Durante la pandemia, non ci siamo fermate, creando delle mascherine brandizzate con su scritto il nostro motto ‘Non scleriamo!’, che spedivamo a chi offriva una piccola donazione. Dopo il Covid, abbiamo ripreso la nostra attività sul campo: lo scorso anno abbiamo organizzato un altro torneo presso il Centro Sportivo Lingotto, durante il quale (tramite donazioni spontanee), siamo riusciti a racimolare una piccola ma grande cifra per il centro di ricerca”.

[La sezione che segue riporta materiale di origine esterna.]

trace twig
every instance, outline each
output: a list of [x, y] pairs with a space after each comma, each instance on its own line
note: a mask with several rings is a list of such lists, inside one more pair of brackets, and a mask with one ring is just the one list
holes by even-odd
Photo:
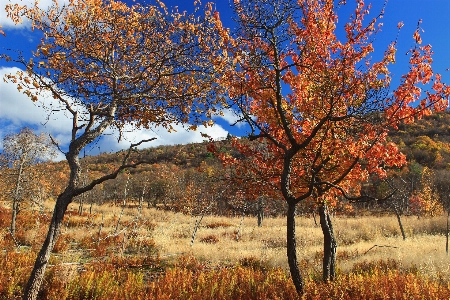
[[103, 229], [103, 218], [104, 218], [104, 214], [102, 213], [102, 222], [100, 223], [100, 227], [98, 228], [97, 245], [100, 244], [100, 240], [101, 240], [101, 234], [102, 234], [102, 229]]
[[192, 237], [191, 237], [191, 247], [194, 246], [195, 236], [196, 236], [196, 234], [197, 234], [197, 230], [198, 230], [198, 228], [199, 228], [199, 226], [200, 226], [200, 223], [202, 222], [203, 217], [205, 216], [205, 214], [206, 214], [206, 212], [209, 210], [209, 208], [213, 205], [213, 203], [214, 203], [214, 199], [211, 199], [211, 202], [210, 202], [210, 204], [208, 205], [208, 207], [206, 207], [206, 208], [202, 211], [201, 216], [200, 216], [200, 219], [197, 218], [197, 219], [195, 220], [194, 231], [192, 232]]
[[372, 247], [370, 247], [369, 250], [367, 250], [366, 252], [363, 253], [363, 255], [367, 254], [367, 252], [369, 252], [370, 250], [372, 250], [375, 247], [385, 247], [385, 248], [398, 248], [396, 246], [389, 246], [389, 245], [373, 245]]

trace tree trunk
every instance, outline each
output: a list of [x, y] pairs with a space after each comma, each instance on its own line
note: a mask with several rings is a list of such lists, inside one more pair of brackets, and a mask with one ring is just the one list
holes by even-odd
[[262, 226], [262, 221], [264, 219], [264, 205], [262, 198], [258, 199], [258, 227]]
[[242, 224], [244, 224], [244, 218], [245, 218], [245, 207], [244, 207], [244, 210], [242, 211], [241, 222], [239, 223], [238, 231], [236, 233], [236, 238], [235, 238], [236, 242], [239, 242], [239, 239], [241, 238]]
[[127, 176], [127, 181], [125, 183], [125, 188], [123, 190], [123, 203], [122, 206], [125, 207], [127, 205], [127, 197], [128, 197], [128, 183], [130, 182], [130, 175]]
[[48, 260], [51, 252], [61, 232], [61, 226], [66, 213], [67, 206], [72, 202], [76, 196], [75, 189], [81, 175], [81, 166], [78, 159], [79, 150], [72, 148], [73, 141], [69, 146], [69, 152], [66, 154], [67, 162], [70, 167], [70, 179], [65, 190], [56, 199], [55, 208], [53, 209], [53, 216], [48, 228], [47, 237], [44, 244], [36, 258], [30, 278], [25, 287], [23, 294], [24, 300], [35, 300], [38, 297], [42, 281], [44, 280], [45, 269], [47, 268]]
[[80, 196], [80, 203], [78, 205], [78, 215], [81, 216], [83, 214], [83, 204], [84, 204], [84, 194]]
[[25, 161], [22, 160], [19, 165], [19, 172], [17, 174], [16, 188], [14, 191], [14, 198], [12, 203], [12, 215], [11, 215], [11, 235], [14, 238], [16, 236], [16, 219], [19, 213], [19, 202], [20, 202], [20, 183], [22, 182], [23, 165]]
[[448, 255], [448, 234], [449, 234], [449, 217], [450, 217], [450, 211], [447, 212], [447, 231], [445, 232], [445, 252]]
[[326, 204], [319, 207], [320, 226], [323, 233], [323, 281], [333, 281], [336, 277], [336, 248], [333, 225]]
[[11, 235], [13, 237], [16, 236], [16, 218], [17, 218], [17, 212], [19, 211], [19, 201], [17, 199], [13, 200], [12, 205], [12, 215], [11, 215]]
[[200, 226], [200, 222], [202, 220], [203, 220], [203, 215], [201, 215], [200, 219], [195, 220], [194, 230], [192, 231], [192, 236], [191, 236], [191, 244], [190, 244], [191, 247], [194, 246], [195, 236], [197, 235], [197, 230], [198, 230], [198, 227]]
[[51, 251], [55, 245], [58, 236], [61, 232], [61, 225], [64, 218], [64, 214], [67, 210], [67, 206], [72, 201], [73, 195], [70, 192], [61, 194], [55, 204], [52, 220], [48, 229], [47, 237], [42, 245], [41, 250], [34, 263], [33, 270], [31, 271], [30, 278], [28, 279], [25, 293], [23, 295], [24, 300], [35, 300], [38, 297], [39, 289], [44, 279], [45, 269], [47, 268], [48, 260], [50, 258]]
[[[64, 102], [64, 101], [63, 101]], [[80, 189], [78, 183], [81, 176], [81, 165], [79, 160], [79, 154], [83, 148], [97, 139], [102, 133], [108, 128], [114, 121], [115, 111], [117, 106], [115, 104], [110, 105], [107, 110], [107, 115], [105, 119], [100, 121], [100, 124], [92, 128], [92, 123], [88, 123], [88, 126], [84, 128], [84, 133], [77, 137], [77, 131], [83, 126], [78, 126], [78, 112], [73, 110], [73, 108], [66, 103], [67, 110], [73, 116], [72, 124], [72, 140], [69, 144], [69, 151], [66, 153], [66, 160], [70, 168], [70, 178], [67, 183], [65, 190], [58, 196], [56, 200], [55, 208], [53, 209], [52, 220], [50, 221], [50, 226], [48, 228], [47, 237], [45, 238], [44, 244], [36, 258], [33, 270], [31, 271], [30, 278], [25, 287], [25, 292], [23, 294], [23, 299], [25, 300], [35, 300], [38, 297], [39, 290], [41, 288], [42, 281], [44, 280], [45, 269], [47, 268], [48, 260], [50, 258], [51, 252], [58, 236], [61, 232], [62, 221], [64, 219], [64, 214], [66, 213], [67, 206], [73, 201], [75, 196], [79, 196], [86, 191], [92, 190], [95, 185], [102, 183], [108, 179], [114, 179], [117, 177], [120, 168], [109, 175], [98, 178], [92, 181], [89, 185]], [[91, 113], [91, 120], [96, 118], [96, 114]], [[139, 144], [137, 144], [139, 145]], [[133, 147], [133, 144], [132, 144]], [[130, 151], [131, 151], [130, 147]]]
[[400, 213], [396, 206], [394, 206], [394, 212], [395, 212], [395, 215], [397, 216], [398, 226], [400, 226], [400, 231], [402, 232], [403, 240], [406, 240], [406, 234], [405, 234], [405, 230], [403, 229], [402, 219], [400, 218]]
[[295, 241], [295, 204], [288, 204], [287, 211], [287, 258], [291, 278], [299, 295], [304, 292], [304, 282], [297, 263], [297, 243]]
[[142, 205], [144, 203], [145, 188], [146, 188], [146, 184], [144, 184], [144, 187], [142, 188], [141, 197], [139, 198], [139, 208], [138, 208], [139, 216], [142, 214]]
[[319, 225], [317, 225], [316, 212], [314, 210], [312, 212], [312, 216], [313, 216], [313, 220], [314, 220], [314, 225], [316, 225], [316, 227], [319, 226]]

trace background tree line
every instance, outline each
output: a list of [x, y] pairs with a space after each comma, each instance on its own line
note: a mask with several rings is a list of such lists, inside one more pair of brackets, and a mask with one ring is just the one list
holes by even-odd
[[[8, 137], [9, 139], [11, 137]], [[398, 209], [405, 214], [419, 214], [419, 208], [413, 196], [417, 197], [428, 187], [433, 188], [434, 201], [448, 208], [450, 191], [446, 187], [450, 182], [450, 112], [436, 113], [424, 117], [412, 124], [402, 124], [398, 132], [392, 131], [389, 139], [394, 141], [406, 154], [408, 165], [402, 169], [390, 170], [387, 180], [379, 182], [370, 178], [365, 184], [366, 192], [372, 195], [383, 195], [396, 188], [399, 191], [384, 203], [366, 202], [337, 207], [342, 213], [358, 211], [382, 212], [396, 203]], [[245, 141], [246, 138], [242, 138]], [[249, 142], [249, 141], [248, 141]], [[256, 215], [258, 199], [263, 200], [266, 216], [279, 216], [286, 213], [286, 207], [280, 199], [270, 196], [247, 195], [251, 192], [245, 182], [242, 186], [230, 185], [227, 170], [214, 155], [207, 150], [209, 142], [158, 146], [138, 150], [140, 159], [153, 162], [138, 169], [123, 171], [114, 180], [95, 187], [85, 195], [78, 196], [77, 202], [88, 208], [90, 203], [110, 203], [122, 205], [138, 205], [142, 202], [147, 207], [167, 209], [184, 213], [200, 213], [211, 202], [208, 213], [216, 215], [237, 215], [241, 213]], [[237, 159], [240, 154], [232, 147], [230, 140], [218, 142], [220, 151]], [[120, 163], [124, 152], [103, 153], [81, 159], [83, 165], [82, 178], [89, 180], [108, 174]], [[16, 158], [8, 156], [5, 151], [1, 155], [1, 190], [2, 201], [13, 201], [17, 175]], [[27, 180], [20, 190], [24, 204], [39, 204], [45, 198], [55, 198], [67, 180], [67, 167], [62, 162], [35, 161], [27, 165], [29, 176], [38, 180]], [[425, 171], [425, 173], [424, 173]], [[34, 175], [33, 175], [34, 174]], [[24, 183], [25, 184], [25, 183]], [[376, 187], [376, 188], [375, 188]], [[39, 191], [38, 191], [39, 190]], [[220, 193], [220, 191], [226, 191]], [[124, 199], [124, 195], [127, 199]], [[41, 196], [42, 197], [41, 197]], [[39, 196], [39, 197], [38, 197]], [[425, 196], [423, 196], [426, 198]], [[416, 198], [417, 199], [417, 198]], [[416, 208], [413, 208], [416, 207]], [[298, 207], [297, 212], [308, 214], [314, 207], [308, 204]]]

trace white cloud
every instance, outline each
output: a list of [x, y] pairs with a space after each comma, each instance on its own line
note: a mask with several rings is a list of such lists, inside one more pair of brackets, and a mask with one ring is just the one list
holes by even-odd
[[[0, 78], [5, 74], [15, 74], [19, 68], [0, 68]], [[27, 95], [17, 90], [17, 85], [11, 82], [0, 81], [0, 120], [8, 122], [14, 127], [33, 126], [38, 130], [51, 132], [55, 137], [63, 137], [67, 142], [72, 121], [63, 109], [49, 114], [43, 107], [53, 106], [60, 108], [58, 101], [54, 100], [49, 92], [43, 93], [39, 100], [32, 102]]]
[[[53, 2], [53, 0], [40, 0], [38, 7], [41, 9], [46, 9], [52, 6]], [[57, 2], [59, 5], [63, 5], [65, 3], [69, 3], [69, 0], [57, 0]], [[0, 26], [4, 29], [31, 29], [31, 22], [27, 19], [23, 19], [20, 24], [14, 24], [14, 22], [7, 17], [5, 7], [8, 4], [27, 5], [28, 7], [31, 7], [34, 3], [35, 0], [0, 0]]]
[[[59, 103], [49, 93], [42, 95], [39, 101], [33, 103], [28, 96], [17, 90], [16, 84], [3, 82], [2, 78], [5, 74], [16, 73], [19, 70], [15, 67], [0, 68], [0, 140], [6, 134], [18, 132], [22, 127], [29, 126], [34, 128], [36, 133], [51, 134], [59, 141], [61, 148], [66, 149], [72, 130], [69, 114], [64, 109], [48, 114], [43, 106], [49, 107], [51, 103], [54, 108], [59, 107]], [[127, 125], [120, 142], [118, 142], [118, 132], [108, 129], [98, 142], [86, 147], [86, 154], [95, 155], [99, 152], [127, 149], [131, 143], [152, 137], [156, 137], [156, 140], [143, 144], [141, 148], [202, 142], [205, 138], [201, 136], [201, 132], [215, 139], [224, 138], [228, 133], [217, 124], [206, 128], [199, 126], [197, 131], [187, 131], [181, 125], [173, 127], [176, 132], [169, 133], [164, 128], [136, 129]], [[59, 159], [64, 159], [62, 154]]]
[[[222, 110], [222, 114], [223, 116], [214, 116], [214, 119], [223, 119], [226, 122], [228, 122], [228, 124], [230, 125], [234, 125], [237, 128], [242, 128], [246, 125], [245, 122], [237, 122], [238, 120], [240, 120], [242, 117], [239, 115], [239, 113], [231, 108], [228, 109], [224, 109]], [[237, 123], [236, 123], [237, 122]]]
[[176, 132], [168, 132], [164, 128], [153, 129], [139, 129], [132, 126], [125, 126], [123, 130], [122, 139], [118, 142], [118, 132], [109, 129], [105, 132], [102, 139], [95, 145], [87, 147], [87, 154], [91, 155], [100, 152], [116, 152], [121, 149], [128, 149], [132, 143], [137, 143], [141, 140], [156, 138], [155, 140], [144, 143], [139, 146], [142, 148], [155, 147], [159, 145], [177, 145], [199, 143], [206, 138], [202, 137], [202, 133], [209, 135], [213, 139], [225, 138], [228, 131], [223, 129], [220, 125], [213, 125], [211, 127], [198, 126], [196, 131], [188, 131], [181, 125], [173, 126]]
[[[33, 102], [30, 98], [17, 90], [17, 85], [4, 82], [5, 74], [15, 74], [19, 68], [0, 67], [0, 140], [7, 134], [16, 133], [23, 127], [30, 127], [37, 134], [45, 132], [51, 134], [61, 147], [70, 141], [72, 120], [64, 109], [54, 111], [51, 114], [44, 108], [53, 106], [55, 109], [60, 104], [53, 99], [49, 92], [43, 93], [39, 100]], [[0, 144], [0, 149], [2, 149]], [[62, 154], [58, 160], [64, 159]]]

Gemma continua la sua storia parlandoci di quelli che sono gli obiettivi della squadra: “Il gruppo che si è formato quest’anno non è solo sportivo, ma anche organizzativo: c’è un vero e proprio team di lavoro che si sta attivando per dare un volto a questa associazione, sia per motivi di trasparenza, sia per proseguire in maniera strutturata, lasciando un qualcosa che possa essere tramandato.
Grimoldi conclude il suo intervento a Piemonte Sport con un messaggio di lotta e speranza: “Sinceramente non mi sento un esempio, spesso mi sono sentita dire che fossi un modello, poiché, nonostante la malattia, riuscivo a giocare a calcio. La verità? Sono l’esempio che ho avuto cu*o, scusate il francese! Se proprio devo rappresentare un modello e dare un consiglio, sono contenta di essermi attivata al di fuori del rettangolo di gioco, vivendo lo sport in maniera differente, cercando di far comprendere alle persone che, nonostante una patologia come la mia, si può sempre far qualcosa. Ci tengo a ringraziare le mie amiche: mi sono state vicine non solo nella sfera personale , ma anche realizzando questo progetto, il merito non è solo mio”.